Unless I've missed something in the way this board is organized, I wouldn't expect
to see additional X/Y addressing diodes/selectors for the parity bits. The parity bits
would typically just be two extra bit-arrays woven into the existing X/Y address wires.
If you envision the cores as being in a 3-D coordinate system, where X/Y constitute the
address space and Z is the bits in a word, the board is X*Y*Z = 128*64*18.
The two parity bits added two XY planes (planes perpendicular to the Z axis), while the
bad X address line takes out one of the 128 YZ planes (planes perpendicular to the X
axis). While you have 2*64*128 'extra' cores, and only 18*64 inaccessible cores,
the extra (parity) cores are not configured/wired in a useful way for the fault.
In principle you could hack the board to swap the bad address line with the 'last'
address line, so you were just missing 64 words at the end of the 8K but the board traces
probably aren't very amenable to such rework.
Something that might be a simple hack would be to swap two entire columns in the
X-coordinate sub-matrix, to wit: swap FD1/XS05 with FK1/XS15.

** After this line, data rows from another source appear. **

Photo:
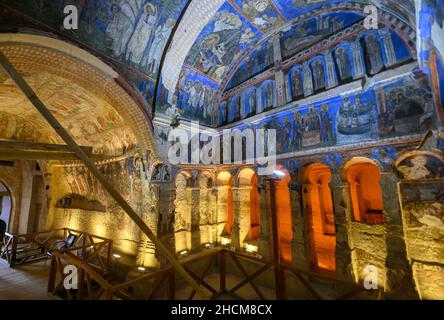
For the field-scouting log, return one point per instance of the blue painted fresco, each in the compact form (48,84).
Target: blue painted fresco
(263,15)
(385,156)
(400,108)
(196,99)
(259,60)
(304,34)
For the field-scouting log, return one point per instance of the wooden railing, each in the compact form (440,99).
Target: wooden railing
(40,245)
(221,264)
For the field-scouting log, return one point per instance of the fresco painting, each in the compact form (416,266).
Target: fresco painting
(384,156)
(357,119)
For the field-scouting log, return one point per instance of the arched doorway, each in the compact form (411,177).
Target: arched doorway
(283,212)
(363,176)
(249,212)
(182,217)
(318,207)
(5,204)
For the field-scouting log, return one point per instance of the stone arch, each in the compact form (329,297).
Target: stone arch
(363,176)
(318,207)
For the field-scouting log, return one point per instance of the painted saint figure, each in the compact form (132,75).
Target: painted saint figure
(119,30)
(252,101)
(343,63)
(373,54)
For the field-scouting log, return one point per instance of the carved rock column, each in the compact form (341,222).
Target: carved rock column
(265,222)
(280,94)
(298,252)
(399,280)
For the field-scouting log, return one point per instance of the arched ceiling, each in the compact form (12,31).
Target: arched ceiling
(171,39)
(83,97)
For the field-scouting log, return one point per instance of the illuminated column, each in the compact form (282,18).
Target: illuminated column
(182,219)
(399,279)
(299,258)
(389,49)
(332,80)
(342,215)
(265,222)
(288,88)
(147,250)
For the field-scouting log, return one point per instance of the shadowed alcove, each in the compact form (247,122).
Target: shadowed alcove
(363,176)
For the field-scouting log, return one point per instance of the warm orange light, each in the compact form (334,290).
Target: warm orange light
(318,205)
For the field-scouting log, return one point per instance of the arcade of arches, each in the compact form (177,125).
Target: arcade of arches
(358,117)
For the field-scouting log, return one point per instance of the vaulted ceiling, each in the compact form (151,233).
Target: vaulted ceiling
(155,44)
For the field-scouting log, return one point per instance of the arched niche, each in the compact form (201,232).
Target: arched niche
(363,176)
(249,219)
(283,213)
(318,208)
(225,210)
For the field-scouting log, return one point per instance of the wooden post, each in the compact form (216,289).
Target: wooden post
(279,273)
(80,153)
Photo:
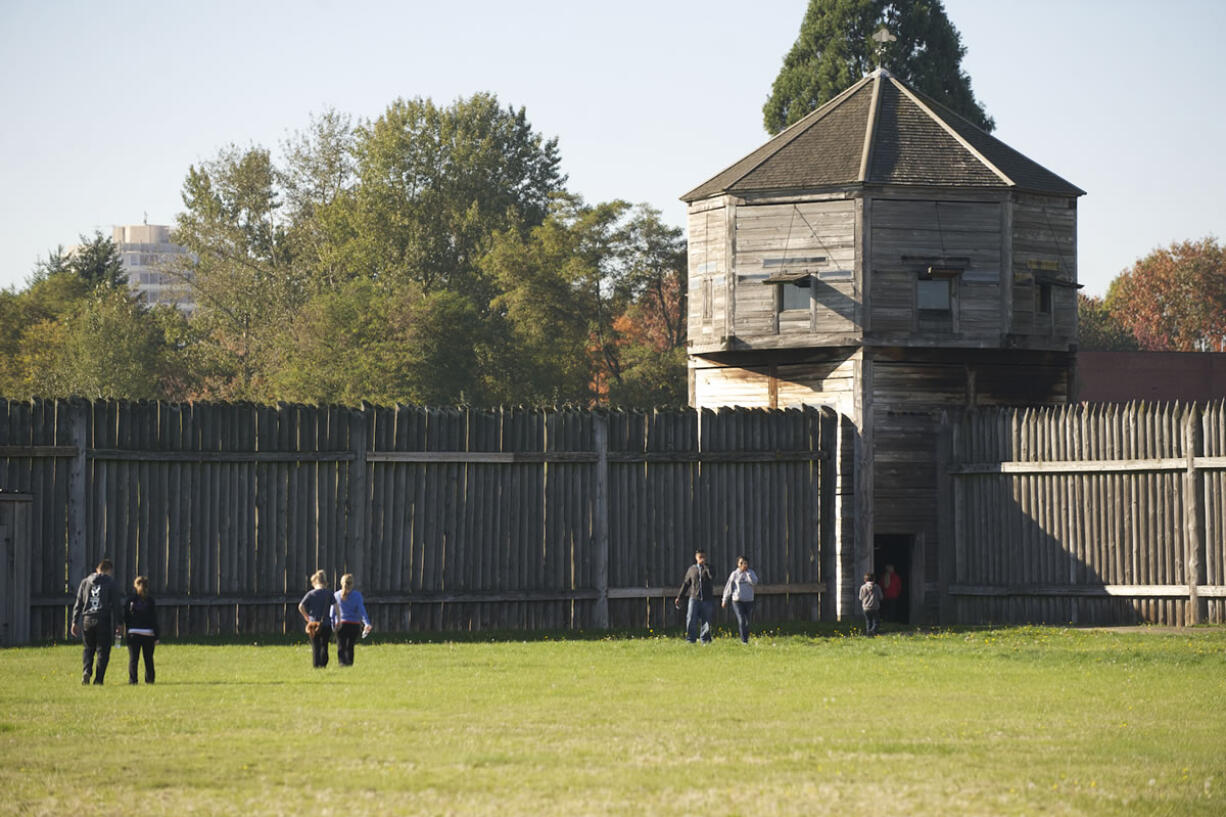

It should just be swapping two traces near the connector which goes to the addressing
board.
That should move the 64-word 'hole' from 012000 up to 036000, so the board would
provide a contiguous 15KBytes/7.5KW from 0, rather than just 5KBytes/2.5KW.
As others have suggested, I'd at least try to spot the location of the (presumed)
break in the bad address wire to assess it for potential repair first.